Biraz sonra kalkıyoruz efendim.
Şevket Yılmaz’ın "büyük” diye takıldıkları arasında ANAP Genel Başkan Yardımcısı Şadi Pehlivanoğlu var. O önde oturuyor. Az sonra Şadi Bey geldi, Şevket Yılmaz'a:
Yahu kardeşim, bi oturup konuşalım, diye geldim. Burada da gazeteci var, konuşulmaz!
Konuşmaya başladılar. Sardırdılar, bir ara, Pehlivanoğlu’yla göz göze gelince sordum:
Şadi Bey, erken seçim var mı?
Ara seçimi beni idare eder...
Kısa, net yanıtlar, tam Karadeniz işi...
Bir ara Pehlivanoğlu, bana döndü:
Biliyor musun, dedi. Bu memlekette zengin sosyalistler, yoksul kapitalistler var...
Yoksul kapitalist deyince, usuma Ali Yüce geldi. O, yapıtlarını dağıtıcıya vermiyor. Kendi dağıtıyor. Başaran da ona “Ali Holding" diyor. İçimden güldüm...
Esenboğa'ya gelince, Şevket Yılmaz'a sordum:
Pehlivanoğlu oy isteme konusunda sizi ikna etti mi?
Çabuk geldik, henüz edemedi. Zaman yetmedi! Sonra da, birlikte mi gittiler kente?
Yolda düşünüyordum: Esenboğa Havaalanı'nda sis var diye, uçaklar niye, Etimesgut Havaalanı'na, ya da Mürted'e inemiyorlardı? Oralar, askeri havaalanlarıydı, ama zorunlu durumlarda sivil uçaklar için kullanılabilmeliydiler. Bir uçağın inip kalkışında asker-sivil ayrımı yapmak olur muydu? İnince araştırdım. Etimesgut büyük uçakların iniş kalkışlarına uygun değilmiş. Eee, uygun duruma getirsinler, dedim. Sonra sis var diye, Esenboğa'ya iniş-kalkış yapılamaması bu uzay çağında ayıp! Öğrendim.
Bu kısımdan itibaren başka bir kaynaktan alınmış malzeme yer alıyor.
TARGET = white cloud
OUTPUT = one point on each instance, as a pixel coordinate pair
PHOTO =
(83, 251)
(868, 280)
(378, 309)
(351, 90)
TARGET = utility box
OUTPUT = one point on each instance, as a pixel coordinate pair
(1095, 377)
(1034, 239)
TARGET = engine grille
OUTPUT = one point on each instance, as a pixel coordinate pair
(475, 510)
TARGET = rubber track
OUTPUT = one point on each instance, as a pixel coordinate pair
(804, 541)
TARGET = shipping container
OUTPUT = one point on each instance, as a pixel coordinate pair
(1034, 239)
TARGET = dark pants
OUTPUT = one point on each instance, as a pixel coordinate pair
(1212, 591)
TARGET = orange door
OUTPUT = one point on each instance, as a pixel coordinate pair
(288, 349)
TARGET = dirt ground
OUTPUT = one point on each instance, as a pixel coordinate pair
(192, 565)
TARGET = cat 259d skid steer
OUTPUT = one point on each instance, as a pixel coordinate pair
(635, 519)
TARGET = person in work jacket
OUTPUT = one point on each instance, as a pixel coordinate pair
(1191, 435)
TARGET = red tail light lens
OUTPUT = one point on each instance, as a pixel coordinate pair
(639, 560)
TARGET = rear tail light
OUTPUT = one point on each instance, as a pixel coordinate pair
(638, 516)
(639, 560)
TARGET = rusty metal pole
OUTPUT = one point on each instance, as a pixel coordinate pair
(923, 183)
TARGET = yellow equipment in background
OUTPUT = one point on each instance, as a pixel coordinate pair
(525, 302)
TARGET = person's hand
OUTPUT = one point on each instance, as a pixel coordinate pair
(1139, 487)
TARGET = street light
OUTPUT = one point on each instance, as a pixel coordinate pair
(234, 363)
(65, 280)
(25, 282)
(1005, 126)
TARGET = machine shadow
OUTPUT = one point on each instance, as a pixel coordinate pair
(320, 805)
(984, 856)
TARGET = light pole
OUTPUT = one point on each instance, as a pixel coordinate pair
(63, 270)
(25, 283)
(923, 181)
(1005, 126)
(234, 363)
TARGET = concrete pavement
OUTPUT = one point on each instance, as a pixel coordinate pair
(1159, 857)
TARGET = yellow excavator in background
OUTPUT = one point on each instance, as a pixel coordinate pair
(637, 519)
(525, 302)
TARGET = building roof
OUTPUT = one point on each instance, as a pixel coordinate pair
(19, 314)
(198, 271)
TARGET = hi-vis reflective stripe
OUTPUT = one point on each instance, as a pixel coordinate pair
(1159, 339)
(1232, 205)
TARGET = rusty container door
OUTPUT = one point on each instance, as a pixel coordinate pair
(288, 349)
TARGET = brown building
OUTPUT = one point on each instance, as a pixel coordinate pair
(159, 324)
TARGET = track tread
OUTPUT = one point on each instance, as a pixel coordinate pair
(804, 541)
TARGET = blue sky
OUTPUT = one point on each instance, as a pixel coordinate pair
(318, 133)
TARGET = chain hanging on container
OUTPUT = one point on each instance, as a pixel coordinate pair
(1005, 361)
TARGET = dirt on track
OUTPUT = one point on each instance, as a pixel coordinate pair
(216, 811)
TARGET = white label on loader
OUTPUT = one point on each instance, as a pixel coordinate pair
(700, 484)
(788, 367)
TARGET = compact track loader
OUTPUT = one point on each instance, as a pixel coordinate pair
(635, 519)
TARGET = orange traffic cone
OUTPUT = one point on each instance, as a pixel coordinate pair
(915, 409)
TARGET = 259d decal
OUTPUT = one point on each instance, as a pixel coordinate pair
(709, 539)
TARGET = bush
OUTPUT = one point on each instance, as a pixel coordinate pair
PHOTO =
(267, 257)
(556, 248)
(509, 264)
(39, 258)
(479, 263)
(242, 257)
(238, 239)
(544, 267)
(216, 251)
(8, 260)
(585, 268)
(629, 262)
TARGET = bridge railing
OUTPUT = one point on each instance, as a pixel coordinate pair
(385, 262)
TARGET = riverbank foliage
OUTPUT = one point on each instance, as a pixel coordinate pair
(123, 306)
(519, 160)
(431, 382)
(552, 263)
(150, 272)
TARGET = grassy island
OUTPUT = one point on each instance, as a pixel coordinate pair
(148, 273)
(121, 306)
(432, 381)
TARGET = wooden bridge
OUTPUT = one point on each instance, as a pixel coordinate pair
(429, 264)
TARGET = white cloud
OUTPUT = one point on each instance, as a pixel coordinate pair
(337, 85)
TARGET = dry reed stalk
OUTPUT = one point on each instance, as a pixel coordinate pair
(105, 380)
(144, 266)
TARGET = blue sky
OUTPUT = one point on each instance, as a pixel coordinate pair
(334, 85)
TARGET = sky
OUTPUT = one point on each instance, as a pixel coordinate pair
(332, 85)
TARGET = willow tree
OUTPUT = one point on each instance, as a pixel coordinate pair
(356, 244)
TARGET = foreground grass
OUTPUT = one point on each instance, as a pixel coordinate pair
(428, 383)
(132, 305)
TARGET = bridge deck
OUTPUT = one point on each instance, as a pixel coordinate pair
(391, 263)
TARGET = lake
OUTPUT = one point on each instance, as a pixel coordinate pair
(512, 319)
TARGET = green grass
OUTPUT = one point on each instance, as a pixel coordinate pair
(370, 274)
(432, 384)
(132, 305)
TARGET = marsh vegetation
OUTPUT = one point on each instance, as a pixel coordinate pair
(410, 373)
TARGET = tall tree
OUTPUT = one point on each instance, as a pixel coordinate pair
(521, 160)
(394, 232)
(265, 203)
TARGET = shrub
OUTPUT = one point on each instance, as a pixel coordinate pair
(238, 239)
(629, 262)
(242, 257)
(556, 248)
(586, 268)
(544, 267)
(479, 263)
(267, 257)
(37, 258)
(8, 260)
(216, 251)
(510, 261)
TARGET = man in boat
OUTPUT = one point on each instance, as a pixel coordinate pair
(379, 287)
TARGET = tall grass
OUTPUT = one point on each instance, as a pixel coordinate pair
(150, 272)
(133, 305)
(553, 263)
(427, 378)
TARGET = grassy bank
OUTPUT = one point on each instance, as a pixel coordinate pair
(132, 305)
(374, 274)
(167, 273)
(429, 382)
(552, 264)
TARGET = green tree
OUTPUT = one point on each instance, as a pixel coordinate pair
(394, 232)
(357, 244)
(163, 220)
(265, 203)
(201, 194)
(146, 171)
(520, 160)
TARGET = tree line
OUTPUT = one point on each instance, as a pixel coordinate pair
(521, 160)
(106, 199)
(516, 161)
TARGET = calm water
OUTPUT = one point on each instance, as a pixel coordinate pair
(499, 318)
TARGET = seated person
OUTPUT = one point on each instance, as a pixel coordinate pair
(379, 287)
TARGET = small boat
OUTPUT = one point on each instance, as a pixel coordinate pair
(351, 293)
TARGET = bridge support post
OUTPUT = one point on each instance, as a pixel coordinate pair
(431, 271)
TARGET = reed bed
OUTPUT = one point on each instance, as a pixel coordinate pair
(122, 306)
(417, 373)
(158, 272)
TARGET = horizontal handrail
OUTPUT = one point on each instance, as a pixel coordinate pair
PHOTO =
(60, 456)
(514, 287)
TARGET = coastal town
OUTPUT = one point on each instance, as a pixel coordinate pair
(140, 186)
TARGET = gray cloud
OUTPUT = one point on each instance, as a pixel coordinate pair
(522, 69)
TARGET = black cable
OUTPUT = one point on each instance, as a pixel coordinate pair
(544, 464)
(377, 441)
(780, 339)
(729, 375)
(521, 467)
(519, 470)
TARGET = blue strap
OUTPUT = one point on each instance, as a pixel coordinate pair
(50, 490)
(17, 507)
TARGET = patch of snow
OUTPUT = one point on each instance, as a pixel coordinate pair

Esenboğa bıirinci sınıf havaalanı, Yeşilköy ikinci sınıf. Paris, Londra havaalanları ise üçüncü sınıfmış. Paris'te, Londra’da Esenboğa yoğunluğundaki siste uçaklar inip kalkabilirlermiş, alan, öyle teknik aletlerle donatılmış, Esenboğa'da bu yokmuş. İnişler, kalkışlar giderek tehlikeli duruma gelebilirmiş...
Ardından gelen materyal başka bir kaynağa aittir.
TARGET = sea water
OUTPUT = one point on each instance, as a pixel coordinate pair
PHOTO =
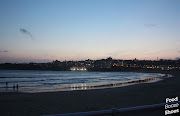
(42, 81)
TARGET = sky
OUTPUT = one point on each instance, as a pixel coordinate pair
(47, 30)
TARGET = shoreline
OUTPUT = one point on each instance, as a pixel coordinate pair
(91, 100)
(90, 86)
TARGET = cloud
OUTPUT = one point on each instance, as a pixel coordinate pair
(3, 51)
(24, 31)
(150, 25)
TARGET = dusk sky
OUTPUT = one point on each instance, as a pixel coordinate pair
(47, 30)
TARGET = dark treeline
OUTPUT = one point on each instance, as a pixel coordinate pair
(108, 64)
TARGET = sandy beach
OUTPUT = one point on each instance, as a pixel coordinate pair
(20, 104)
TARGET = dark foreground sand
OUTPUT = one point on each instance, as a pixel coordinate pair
(32, 104)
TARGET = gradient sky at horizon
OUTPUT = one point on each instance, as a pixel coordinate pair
(46, 30)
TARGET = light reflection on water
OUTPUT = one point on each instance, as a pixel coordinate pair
(66, 80)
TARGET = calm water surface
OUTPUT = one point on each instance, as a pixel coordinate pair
(41, 81)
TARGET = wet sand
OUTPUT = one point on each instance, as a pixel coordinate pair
(20, 104)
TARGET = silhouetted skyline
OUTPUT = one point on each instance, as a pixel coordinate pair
(88, 29)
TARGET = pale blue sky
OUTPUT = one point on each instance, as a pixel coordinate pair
(94, 29)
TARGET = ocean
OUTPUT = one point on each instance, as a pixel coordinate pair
(44, 81)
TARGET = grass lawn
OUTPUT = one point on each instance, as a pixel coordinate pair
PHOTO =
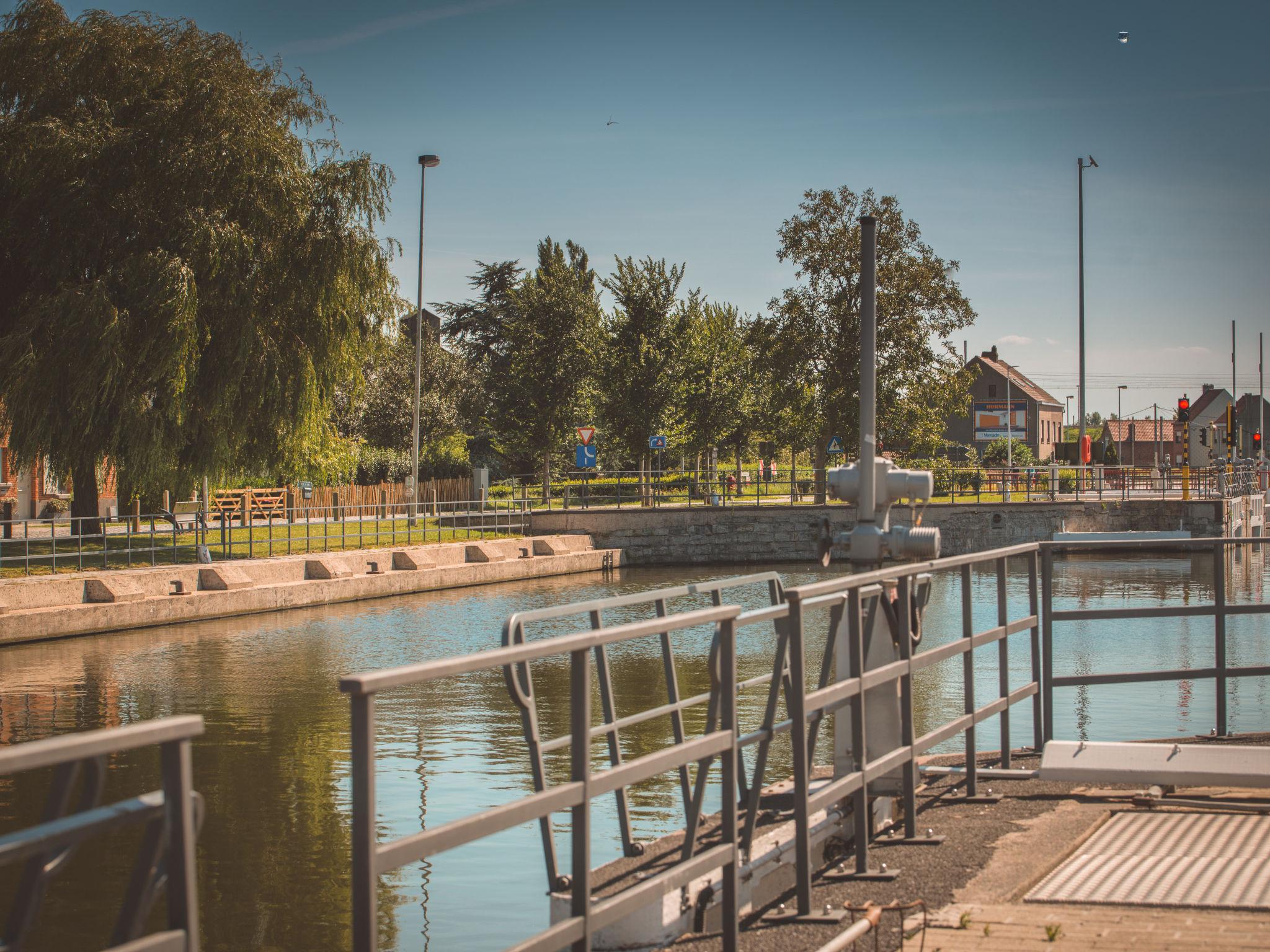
(68, 553)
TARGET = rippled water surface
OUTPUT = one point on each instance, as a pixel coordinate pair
(273, 763)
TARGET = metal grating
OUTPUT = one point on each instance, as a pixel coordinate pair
(1169, 860)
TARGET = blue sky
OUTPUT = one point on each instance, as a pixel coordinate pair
(972, 113)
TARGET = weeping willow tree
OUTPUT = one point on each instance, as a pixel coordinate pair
(189, 260)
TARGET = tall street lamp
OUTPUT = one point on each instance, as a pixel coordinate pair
(1119, 450)
(1080, 205)
(426, 162)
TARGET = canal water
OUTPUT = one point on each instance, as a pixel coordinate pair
(273, 858)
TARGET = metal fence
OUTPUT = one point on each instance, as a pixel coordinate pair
(42, 546)
(171, 818)
(806, 711)
(954, 485)
(1220, 672)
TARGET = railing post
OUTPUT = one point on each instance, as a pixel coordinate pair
(728, 723)
(972, 774)
(905, 619)
(178, 786)
(365, 880)
(1034, 610)
(1220, 633)
(1047, 628)
(579, 772)
(802, 769)
(1003, 659)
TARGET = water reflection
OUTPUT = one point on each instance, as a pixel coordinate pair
(273, 764)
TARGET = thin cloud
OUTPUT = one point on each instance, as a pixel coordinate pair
(389, 24)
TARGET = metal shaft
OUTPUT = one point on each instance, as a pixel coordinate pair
(1080, 214)
(418, 359)
(868, 366)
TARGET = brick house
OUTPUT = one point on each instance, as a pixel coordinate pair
(30, 488)
(1036, 416)
(1147, 442)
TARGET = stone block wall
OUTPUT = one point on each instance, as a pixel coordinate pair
(789, 534)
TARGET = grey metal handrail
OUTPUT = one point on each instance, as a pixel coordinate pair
(373, 858)
(845, 597)
(1220, 672)
(169, 815)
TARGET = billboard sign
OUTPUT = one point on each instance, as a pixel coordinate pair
(990, 419)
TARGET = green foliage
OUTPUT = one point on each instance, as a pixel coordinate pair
(553, 330)
(643, 343)
(814, 329)
(718, 392)
(187, 275)
(1020, 454)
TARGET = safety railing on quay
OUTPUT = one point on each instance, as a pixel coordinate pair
(888, 593)
(973, 484)
(1221, 672)
(43, 546)
(73, 814)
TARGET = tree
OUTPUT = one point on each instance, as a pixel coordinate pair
(187, 275)
(383, 412)
(643, 345)
(718, 377)
(814, 327)
(553, 334)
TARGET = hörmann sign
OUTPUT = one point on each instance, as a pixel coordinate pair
(990, 419)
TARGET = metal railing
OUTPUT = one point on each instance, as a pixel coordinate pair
(1220, 672)
(40, 546)
(845, 598)
(964, 484)
(171, 816)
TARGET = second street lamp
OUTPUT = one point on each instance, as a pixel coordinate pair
(1080, 214)
(426, 162)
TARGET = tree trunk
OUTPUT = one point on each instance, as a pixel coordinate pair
(84, 500)
(819, 455)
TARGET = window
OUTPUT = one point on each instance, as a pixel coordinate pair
(52, 483)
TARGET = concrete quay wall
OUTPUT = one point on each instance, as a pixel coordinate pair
(789, 534)
(88, 603)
Yalnız aygıt, alet konusu değilmiş sorun. Personel de, çalışanlar da harcanıyormuş giderek. Giden teknik elemanların yerlerine, yenileri gelemediği gibi, öbür kuruluşlarda yoğunlaşan "kadrolaşma" burada da varmış! Ne kadrolaşması bu? Yazık değil mi bu ülkeye? Bu insanlara? İnsan canının söz konusu olduğu yerler buralar. Buralarda "kadrolaşma" olur mu?